Petronus, esen rüzgâr eşliğinde bir süre düşündü. Sonra aklına bir şey gelmiş olduğunu belli eden bir gülümseme takındı. "Ne zaman konu hırsızlığa gelse afallıyor ve hemen konu değiştiriyor. Son üç aydır zindandaki birkaç hırsız mahkûmu serbest bıraktı. Neredeyse her hafta, Tanrıça Mordroyketi'nin tapınak sarayına gidiyor ve ona saatlerce dua ediyor. Üzgün ve çaresiz görünüyor."

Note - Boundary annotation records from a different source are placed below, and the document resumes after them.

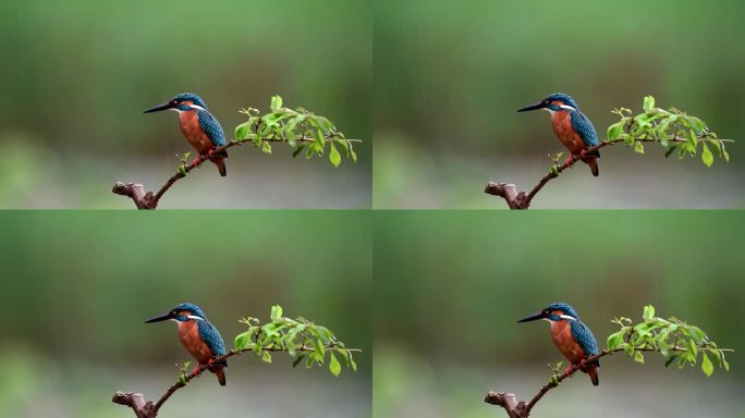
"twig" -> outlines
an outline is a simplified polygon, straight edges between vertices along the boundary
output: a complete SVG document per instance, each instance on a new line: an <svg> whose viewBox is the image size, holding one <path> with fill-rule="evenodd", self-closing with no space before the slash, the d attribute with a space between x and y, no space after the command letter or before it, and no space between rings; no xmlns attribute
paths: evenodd
<svg viewBox="0 0 745 418"><path fill-rule="evenodd" d="M331 139L334 138L335 134L329 135L325 137L323 139ZM285 142L284 138L277 138L277 137L268 137L264 138L264 142L270 142L270 143L281 143ZM295 139L298 143L313 143L316 139L312 137L302 137ZM349 142L353 142L355 139L346 139ZM230 147L234 147L236 145L243 145L243 144L253 144L249 139L246 140L231 140L228 144L215 148L212 150L213 153L218 155L224 150L227 150ZM112 193L121 196L126 196L130 197L137 209L156 209L158 207L158 201L160 201L160 198L163 197L166 192L168 192L171 186L178 182L179 180L183 179L191 172L192 170L196 169L197 167L201 165L203 162L209 160L209 156L199 156L196 160L192 161L190 164L184 165L184 170L173 174L167 182L166 184L160 187L160 189L156 193L152 192L146 192L145 186L138 183L122 183L122 182L117 182L113 185L113 188L111 189Z"/></svg>
<svg viewBox="0 0 745 418"><path fill-rule="evenodd" d="M656 139L648 139L648 138L636 139L636 140L640 142L640 143L658 142ZM686 143L687 142L684 138L677 138L677 137L674 137L674 138L668 139L668 140L670 143ZM604 147L615 145L615 144L625 144L625 143L623 140L620 140L620 139L613 140L613 142L603 140L602 143L600 143L594 147L587 148L585 150L585 153L589 155L589 153L593 153L593 152L599 150L600 148L604 148ZM533 187L530 193L517 192L517 186L515 186L514 184L494 183L494 182L489 182L487 184L486 188L484 189L484 193L486 193L488 195L499 196L499 197L503 198L506 201L510 209L527 209L530 207L530 201L533 201L533 198L536 197L538 192L540 192L540 189L544 188L544 186L546 184L548 184L548 182L558 177L564 170L571 168L572 165L574 165L579 160L582 160L581 156L572 156L572 159L569 161L569 163L557 164L555 165L557 170L546 174L540 180L540 182L538 182L538 184L535 187Z"/></svg>
<svg viewBox="0 0 745 418"><path fill-rule="evenodd" d="M610 356L619 352L623 352L623 348L615 348L613 351L608 351L603 349L602 352L596 354L595 356L587 357L585 359L585 362L595 362L596 360L600 359L601 357ZM658 349L656 348L636 348L637 352L657 352ZM685 352L685 348L681 347L671 347L669 348L671 352ZM504 408L504 410L508 413L508 416L510 418L527 418L530 416L530 410L533 409L534 406L540 401L544 395L548 393L551 389L555 388L561 383L564 379L571 378L574 373L576 373L579 369L572 366L571 369L569 369L567 372L565 373L560 373L555 374L555 379L552 379L550 382L545 384L538 393L536 393L535 396L529 402L525 401L517 401L517 397L513 393L506 393L506 392L491 392L487 393L486 397L484 398L484 402L487 404L491 405L497 405L501 406Z"/></svg>
<svg viewBox="0 0 745 418"><path fill-rule="evenodd" d="M335 344L329 344L329 345L325 346L325 348L327 348L327 349L335 348L335 347L337 347ZM265 352L285 352L286 351L286 348L277 347L277 346L265 347L261 349ZM346 349L347 352L357 352L357 353L361 352L361 349L356 349L356 348L344 348L344 349ZM315 348L309 347L309 346L303 346L303 347L295 348L295 351L296 352L314 352ZM218 356L218 357L212 358L212 362L220 362L220 361L222 361L229 357L240 356L246 352L253 353L253 348L231 349L222 356ZM111 398L111 402L113 402L114 404L129 406L130 408L132 408L132 410L134 410L137 418L156 418L158 416L158 411L163 406L166 401L168 401L171 397L171 395L173 395L181 388L184 388L186 385L186 383L192 381L192 379L195 379L195 378L201 376L201 373L204 373L205 370L207 370L208 368L209 368L209 366L200 365L194 372L183 376L183 379L180 379L178 382L173 383L168 389L168 391L166 391L166 393L163 393L163 395L160 396L160 398L156 403L154 403L152 401L145 401L145 395L143 395L142 393L119 392L119 391L117 393L114 393L113 397Z"/></svg>

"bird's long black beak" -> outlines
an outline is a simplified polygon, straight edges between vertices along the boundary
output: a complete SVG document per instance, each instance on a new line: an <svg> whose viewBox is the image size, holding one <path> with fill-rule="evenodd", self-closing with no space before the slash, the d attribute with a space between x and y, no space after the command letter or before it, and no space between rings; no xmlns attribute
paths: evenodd
<svg viewBox="0 0 745 418"><path fill-rule="evenodd" d="M530 322L530 321L537 321L537 320L544 319L544 318L546 318L546 315L544 315L544 312L538 312L538 314L533 314L530 316L527 316L517 322Z"/></svg>
<svg viewBox="0 0 745 418"><path fill-rule="evenodd" d="M150 108L150 109L144 111L143 113L160 112L161 110L169 110L172 108L173 108L173 104L171 104L171 102L169 101L168 103L162 103L162 104L156 106L155 108Z"/></svg>
<svg viewBox="0 0 745 418"><path fill-rule="evenodd" d="M163 315L157 316L157 317L155 317L155 318L150 318L150 319L148 319L147 321L145 321L145 323L168 321L169 319L172 319L172 318L173 318L173 314L168 312L168 314L163 314Z"/></svg>
<svg viewBox="0 0 745 418"><path fill-rule="evenodd" d="M542 102L537 102L537 103L530 104L526 108L517 109L517 111L518 112L529 112L532 110L538 110L538 109L545 109L545 108L546 108L546 104L544 104Z"/></svg>

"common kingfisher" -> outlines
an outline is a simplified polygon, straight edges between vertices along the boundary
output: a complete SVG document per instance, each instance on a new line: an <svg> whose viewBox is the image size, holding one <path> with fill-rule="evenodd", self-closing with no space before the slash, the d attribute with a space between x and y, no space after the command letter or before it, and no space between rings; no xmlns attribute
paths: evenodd
<svg viewBox="0 0 745 418"><path fill-rule="evenodd" d="M199 370L200 366L206 366L209 371L217 374L220 385L225 385L225 371L228 360L223 359L215 362L215 357L223 356L225 343L220 336L220 332L209 323L207 316L194 304L179 304L168 314L150 318L145 323L160 322L166 320L175 321L179 324L179 339L184 348L196 358L199 364L194 368L193 373Z"/></svg>
<svg viewBox="0 0 745 418"><path fill-rule="evenodd" d="M567 304L555 303L547 306L538 314L530 315L517 322L545 319L551 323L551 339L571 365L564 373L569 374L573 367L589 374L594 385L600 384L598 367L600 361L586 362L587 357L598 354L598 343L593 332L581 320L577 312Z"/></svg>
<svg viewBox="0 0 745 418"><path fill-rule="evenodd" d="M228 175L225 158L228 151L215 152L215 148L227 145L225 134L222 132L220 122L207 110L207 104L201 98L192 93L183 93L170 101L150 108L145 113L173 110L179 112L179 126L186 140L199 152L199 156L209 156L220 170L220 175ZM197 163L198 159L194 160Z"/></svg>
<svg viewBox="0 0 745 418"><path fill-rule="evenodd" d="M595 132L593 122L579 111L579 107L577 107L574 99L570 95L554 93L544 100L517 111L527 112L538 109L544 109L551 113L553 133L572 153L564 162L564 165L569 165L572 157L577 156L590 167L593 175L597 177L600 174L598 171L600 152L598 150L593 152L586 151L587 148L599 144L598 134Z"/></svg>

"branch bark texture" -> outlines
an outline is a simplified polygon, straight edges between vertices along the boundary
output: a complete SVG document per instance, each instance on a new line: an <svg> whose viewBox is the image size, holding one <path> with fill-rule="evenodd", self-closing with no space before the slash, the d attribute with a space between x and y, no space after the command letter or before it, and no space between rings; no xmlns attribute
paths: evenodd
<svg viewBox="0 0 745 418"><path fill-rule="evenodd" d="M656 139L636 139L637 142L642 143L654 143L657 142ZM671 138L669 139L671 143L685 143L686 140L683 138ZM611 145L615 144L625 144L623 140L614 140L614 142L609 142L609 140L603 140L602 143L596 145L595 147L587 148L585 151L586 153L593 153L594 151L599 150L600 148L609 147ZM564 170L573 167L574 164L577 163L577 161L581 161L582 157L579 156L572 156L572 159L569 161L569 163L563 163L563 164L557 164L557 170L553 172L549 172L546 174L539 182L536 184L535 187L528 193L526 192L518 192L517 186L514 184L508 184L508 183L494 183L494 182L489 182L484 189L484 193L492 196L498 196L504 199L504 201L508 204L510 209L528 209L530 207L530 202L533 201L533 198L536 197L538 192L540 192L544 186L548 184L551 180L558 177Z"/></svg>
<svg viewBox="0 0 745 418"><path fill-rule="evenodd" d="M284 139L273 137L264 138L262 140L270 143L284 142ZM296 139L296 142L298 143L313 143L314 140L314 138L309 137ZM212 151L213 153L220 153L221 151L224 151L228 148L234 147L236 145L243 145L246 143L253 144L249 139L241 142L231 140L221 147L215 148ZM145 186L139 183L117 182L114 183L111 193L131 198L132 201L134 201L137 209L156 209L158 207L160 198L163 197L166 192L168 192L175 182L185 177L186 174L188 174L192 170L196 169L197 167L201 165L207 160L209 160L209 156L199 156L191 163L184 164L184 170L173 174L170 179L168 179L166 184L163 184L157 192L148 192L146 190Z"/></svg>
<svg viewBox="0 0 745 418"><path fill-rule="evenodd" d="M329 346L330 347L330 346ZM285 349L282 347L265 347L262 348L265 352L284 352ZM297 352L313 352L313 347L298 347L295 348ZM349 351L351 352L357 352L357 349L352 349L350 348ZM244 349L231 349L227 354L215 357L212 359L212 362L219 362L220 360L224 360L229 357L233 356L240 356L243 353L253 353L252 348L244 348ZM158 401L152 402L152 401L146 401L145 395L142 393L137 392L120 392L117 391L111 398L111 402L114 404L119 405L124 405L129 406L132 408L134 411L135 416L137 418L156 418L158 416L158 413L160 411L160 408L166 404L166 402L181 388L184 388L188 382L191 382L193 379L198 378L208 369L208 366L199 366L194 372L184 374L183 379L179 379L175 383L173 383L167 391L163 393Z"/></svg>
<svg viewBox="0 0 745 418"><path fill-rule="evenodd" d="M637 352L657 352L656 348L636 348ZM682 349L680 347L672 347L670 348L671 352L685 352L685 349ZM585 359L585 362L594 362L595 360L613 355L615 353L623 352L623 348L616 348L613 351L608 351L603 349L602 352L596 354L595 356L587 357ZM533 407L536 406L536 404L546 395L550 390L553 388L557 388L562 381L565 379L571 378L579 371L577 367L572 366L572 368L565 372L565 373L560 373L555 376L555 380L552 380L545 384L538 393L533 396L533 398L528 402L525 401L517 401L517 396L513 393L508 393L508 392L492 392L489 391L484 398L484 402L490 405L496 405L496 406L501 406L504 408L504 411L508 414L510 418L528 418L530 416L530 411L533 410Z"/></svg>

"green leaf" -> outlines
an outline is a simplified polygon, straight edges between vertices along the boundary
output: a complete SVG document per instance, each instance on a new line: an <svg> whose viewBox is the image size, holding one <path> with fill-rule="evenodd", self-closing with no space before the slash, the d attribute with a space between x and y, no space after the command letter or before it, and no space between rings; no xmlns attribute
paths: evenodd
<svg viewBox="0 0 745 418"><path fill-rule="evenodd" d="M608 140L613 142L615 139L619 139L621 137L621 134L623 133L623 127L626 124L625 120L621 120L620 122L616 122L608 127Z"/></svg>
<svg viewBox="0 0 745 418"><path fill-rule="evenodd" d="M251 345L251 334L252 331L242 332L235 335L235 349L245 349Z"/></svg>
<svg viewBox="0 0 745 418"><path fill-rule="evenodd" d="M246 140L248 139L248 134L251 133L252 122L243 122L242 124L235 126L235 140Z"/></svg>
<svg viewBox="0 0 745 418"><path fill-rule="evenodd" d="M292 158L297 157L301 152L303 152L303 148L305 148L305 144L302 144L300 147L295 148L294 151L292 151Z"/></svg>
<svg viewBox="0 0 745 418"><path fill-rule="evenodd" d="M672 362L675 361L675 358L677 358L677 354L668 357L668 360L664 361L664 367L669 367L670 365L672 365Z"/></svg>
<svg viewBox="0 0 745 418"><path fill-rule="evenodd" d="M613 351L613 349L618 348L619 345L621 345L621 342L623 341L624 334L625 334L625 331L619 331L619 332L614 332L614 333L610 334L608 336L608 342L607 342L608 349Z"/></svg>
<svg viewBox="0 0 745 418"><path fill-rule="evenodd" d="M341 153L339 153L339 150L333 145L333 142L330 142L330 144L331 144L331 151L329 152L329 161L331 161L331 164L333 167L339 167L339 164L341 164Z"/></svg>
<svg viewBox="0 0 745 418"><path fill-rule="evenodd" d="M303 358L305 358L305 353L301 354L300 356L295 357L295 359L292 361L292 367L295 368L297 365L300 365L301 361L303 361Z"/></svg>
<svg viewBox="0 0 745 418"><path fill-rule="evenodd" d="M677 145L671 145L670 148L664 152L664 158L670 157L673 152L675 152L675 149L677 148Z"/></svg>
<svg viewBox="0 0 745 418"><path fill-rule="evenodd" d="M706 145L706 142L701 142L701 146L703 146L701 161L704 161L704 164L706 167L711 167L711 164L713 164L713 153L711 153L711 150Z"/></svg>
<svg viewBox="0 0 745 418"><path fill-rule="evenodd" d="M644 307L644 314L642 315L642 318L644 318L645 321L649 321L652 319L655 316L655 307L651 305L647 305Z"/></svg>
<svg viewBox="0 0 745 418"><path fill-rule="evenodd" d="M271 318L272 321L277 321L280 318L282 318L282 307L279 305L274 305L271 307L271 314L269 315L269 318Z"/></svg>
<svg viewBox="0 0 745 418"><path fill-rule="evenodd" d="M266 101L265 101L265 103L266 103ZM282 107L282 98L279 96L272 96L272 98L271 98L271 111L272 112L279 112L281 107Z"/></svg>
<svg viewBox="0 0 745 418"><path fill-rule="evenodd" d="M333 352L329 352L329 371L331 371L331 374L333 376L339 376L341 373L341 364L337 359L337 356L333 355Z"/></svg>
<svg viewBox="0 0 745 418"><path fill-rule="evenodd" d="M711 364L709 356L706 355L706 352L701 352L701 371L704 371L704 374L709 377L711 373L713 373L713 365Z"/></svg>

Kral Lev içini çekti. Ardından çok uzun sürmeyen bir sessizlik oluştu aralarında. Bu rahatsız edici sessizliğin arka fonu ilerideki insan sesleriydi. Arkasını döndüğünde bir kadının onu izlediğini gördü. Herkes ateşe dönükken bir tek o onlara dönüktü. Uzakta olsa bile upuzun, beyazımsı sarı saçları ve mavi elbisesi görünüyordu. Bu kişi... Bu kişi Darya'ydı. Onu izlemesi tuhaftı. Kız bir süre sonra mavi elbisesinin eteğini sertçe savurdu ve hızlı adımlar ile kalabalığa karıştı.

"O kim, majesteleri?" diye sordu Petronus.

Kral Lev başını arkadan çekip, karşısındaki adama yönlendirdi. "Fosili kullanabilecek tek kişi."

Petronus bunu duymayla beraber ağzı beş karış açıldı. Şaşkınlığı gözlerinden okunuyordu ve her ne kadar soğukkanlı biri olsa da bu tür durumlarda soğukluğunu koruyamıyordu. Üzerinden bir ürperti geçti. Kızı pek görememişti. Ancak yuvarlak hatlı fiziğinin oluşturduğu ateşin önündeki renkli siluetini görebilmişti. "Nasıl yani?" diye sordu.

"Fosili tırnağın büyü gücünü bir tek o kullanabilir. Ona güvendiğimi söyleyemem ama kötü biri dersem de haksızlık olur. Ve onun bir yeşil olduğunu eklemezsem olmaz."

Petronus'un şaşkınlığı arttıkça artmıştı. Sertçe yutkundu ve çenesini öne çıkardı. Az önce öğrendiklerine inanamıyordu. "O bir yeşil ve altınlar gibi yaşam tarzına sahip. Yanlış anlamamışım, değil mi?"

"Yanlış anlamamışsın, Petronus. O bir yeşil ve tıpkı bir altın gibi yaşıyor. Onu güvende tutmazsam ve başına bir şey gelirse ne olur? Fosili işlevli yapabilecek kimse olmaz," diye anlattı Kral Lev, sanki beş yaşında bir çocuğa bir şey anlatıyormuş edasıyla.

"Anladım, efendim. Anladığım, dileğinizi gerçekleştirmek için ona söylemeniz gerekiyor. Lakin şöyle bir şey var; ya sizin dediğinizi yapmazsa ve kendi dileğini söylerse fosile. O zaman ne olacak?"

"Bilmiyorum. Onu da o zaman düşünürüz. Şimdi sana vereceğim şeyi imzalaman gerekiyor."

"Nedir?"

Kral Lev dublesinin cebinden bir parşömen ile mürekkepli kalem çıkardı ve Petronus'a uzattı. Petronus kâğıdı almayla açtı. Ancak açınca yüzünü buruşturdu. "Bu Predeziaca. Burada ne yazdığını anlamıyorum."

"Ah," diye afalladı Kral Lev. Ardından onun elindeki parşömeni hızla, sertçe çekti ve bildiği şeylere biraz daha göz attı. "Predezia'ya karşı ettiğim yeminin yükümlülüğünü yapacağıma karşın söz veriyorum. Eğer benim yüzümden yanlış bir şey veya planlarda aksama olursa üzerimde uygulanacak tüm hükmü kabul ediyorum ve bu kâğıdı kendim imzalıyorum."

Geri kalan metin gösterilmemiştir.